Juin 1997 : Jacques Cheminade et Christophe Lavernhe rédigent Un plan de relance par le crédit productif, ou la nécessaire transformation de la monnaie en capital, expliquant comment les monnaies nationales sont prises en otage par les intérêts financiers depuis le renoncement de 1973 en France et le Traité de Maastricht à l’échelle européenne. Rejet de la proposition d’avances par la banque de France au Trésor public pour un plan de relance économique, faite par un groupe parlementaire français, jugée contraire au Traité de Maastricht et au choix effectué en 1973.

12 mai 1998 : loi Chirac-Jospin, intégrant la Banque de France au Système européen de banques centrales (SEBC) et à la BCE. Le Traité de Maastricht prévoyant déjà que « l’objectif principal du SEBC est de maintenir la stabilité des prix ».

1999 : vote aux Etats-Unis du Gramm-Leach-Bliley Act, qui annule le Glass-Steagall Act voté sous la présidence Roosevelt. Désormais, il n’y a plus de séparation aux Etats-Unis entre banques de dépôt et banques d’affaires, et les banques sont autorisées à fusionner avec des sociétés d’assurance. Chute de la « muraille de feu » prudentielle. L’Europe, elle aussi, déréglemente.

Mai 2005 : rejet par le peuple français du Traité constitutionnel européen qui, dans son article III-181, aurait « constitutionnalisé » l’article 104, § 1 du Traité de Maastricht.

2007-2008 : le Traité de Lisbonne reprend (article 123 du Traité sur le fonctionnement de l’Union européenne) l’article 104, §1 du Traité de Maastricht. L’objectif est bel et bien d’abandonner la création monétaire aux banques privées, dans un contexte de mondialisation financière sans limites.


La réalité est que l’endettement de la France est passé de 229 milliards en 1980 à 1142 milliards en 2006, puis environ 1250 milliards actuellement.

On nous fait croire que cette augmentation (multiplication par cinq en 26 ans) serait due à l’incurie de l’Etat ou à la consommation excessive de certaines catégories de Français. Ce raisonnement, de type vichyste, est fait pour masquer la vérité, et ceux qui le font, consciemment ou non, deviennent les complices d’une oligarchie financière dont la ponction sur l’économie réelle produit aujourd’hui la pire crise de l’époque contemporaine.

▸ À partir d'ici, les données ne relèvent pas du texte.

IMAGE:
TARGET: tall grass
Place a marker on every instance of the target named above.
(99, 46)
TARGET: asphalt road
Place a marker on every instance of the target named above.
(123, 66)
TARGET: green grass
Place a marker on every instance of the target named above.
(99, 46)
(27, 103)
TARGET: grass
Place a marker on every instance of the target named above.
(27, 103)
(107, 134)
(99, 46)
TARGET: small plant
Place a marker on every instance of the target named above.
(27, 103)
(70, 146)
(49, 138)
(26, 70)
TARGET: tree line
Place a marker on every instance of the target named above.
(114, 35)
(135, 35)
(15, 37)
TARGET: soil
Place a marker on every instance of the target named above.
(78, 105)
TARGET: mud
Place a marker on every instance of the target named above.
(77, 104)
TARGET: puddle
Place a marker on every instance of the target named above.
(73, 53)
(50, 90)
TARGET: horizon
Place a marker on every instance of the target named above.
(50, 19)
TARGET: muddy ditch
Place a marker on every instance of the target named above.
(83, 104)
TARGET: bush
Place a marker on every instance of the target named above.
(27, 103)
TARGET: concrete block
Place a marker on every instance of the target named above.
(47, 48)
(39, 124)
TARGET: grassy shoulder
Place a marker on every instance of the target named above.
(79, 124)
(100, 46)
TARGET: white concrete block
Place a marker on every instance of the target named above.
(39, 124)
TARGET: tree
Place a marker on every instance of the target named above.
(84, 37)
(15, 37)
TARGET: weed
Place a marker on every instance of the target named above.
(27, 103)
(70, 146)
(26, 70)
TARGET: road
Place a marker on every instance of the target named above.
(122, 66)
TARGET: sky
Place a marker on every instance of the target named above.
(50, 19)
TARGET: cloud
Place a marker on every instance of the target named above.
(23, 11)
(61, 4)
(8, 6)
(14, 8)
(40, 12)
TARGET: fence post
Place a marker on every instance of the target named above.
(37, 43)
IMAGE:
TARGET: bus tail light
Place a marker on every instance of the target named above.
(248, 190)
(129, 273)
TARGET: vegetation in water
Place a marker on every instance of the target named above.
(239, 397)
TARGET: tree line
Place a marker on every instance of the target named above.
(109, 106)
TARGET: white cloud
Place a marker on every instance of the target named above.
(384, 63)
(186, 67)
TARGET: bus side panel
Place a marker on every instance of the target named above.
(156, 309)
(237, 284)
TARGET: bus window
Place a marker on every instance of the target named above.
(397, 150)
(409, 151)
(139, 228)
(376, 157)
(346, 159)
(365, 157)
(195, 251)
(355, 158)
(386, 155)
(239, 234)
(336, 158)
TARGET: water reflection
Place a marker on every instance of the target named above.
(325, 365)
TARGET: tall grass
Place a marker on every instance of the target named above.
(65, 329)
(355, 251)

La hausse de notre endettement, comme celle d’autres Etats, est en effet essentiellement due à un racket des réseaux financiers privés sur la richesse publique. Il s’est agi, en privant l’Etat de ses moyens de se financer (cf. encadrés ci-contre), de créer une accumulation de liquidités sans précédent, à travers le paiements des intérêts de la dette, entre les mains des établissements financiers privés prêteurs. Le bout de la chaîne est aujourd’hui atteint avec les partenariats public-privé (PPP, actuellement votés par l’Assemblée nationale), qui contraignent l’Etat à payer un loyer à ceux auxquels il a confié le service public : le monde à l’envers.

En fait, dans ces conditions, comme le soulignent André-Jacques Holbecq et Philippe Derudder dans La dette publique, affaire rentable : « Au total, entre le début de 1980 et la fin de 2006, nous avons payé 1142 milliards d’euros d’intérêts. La dette, quant à elle, a augmenté de 913 milliards d’euros. Pendant ces vingt-six ans, si nous n’avions pas eu à emprunter ces 913 milliards sur les marchés monétaires, c’est-à-dire si nous avions pu créer notre monnaie, faire exactement ce qu’ont le droit de faire les banques privées, si nous n’avions pas abandonné au profit des banques notre droit de seigneuriage, c’est-à-dire le bénéfice, sous forme d’intérêts, de la création monétaire, la dette qui était de 229 milliards d’euros début 1980 serait inexistante aujourd’hui. »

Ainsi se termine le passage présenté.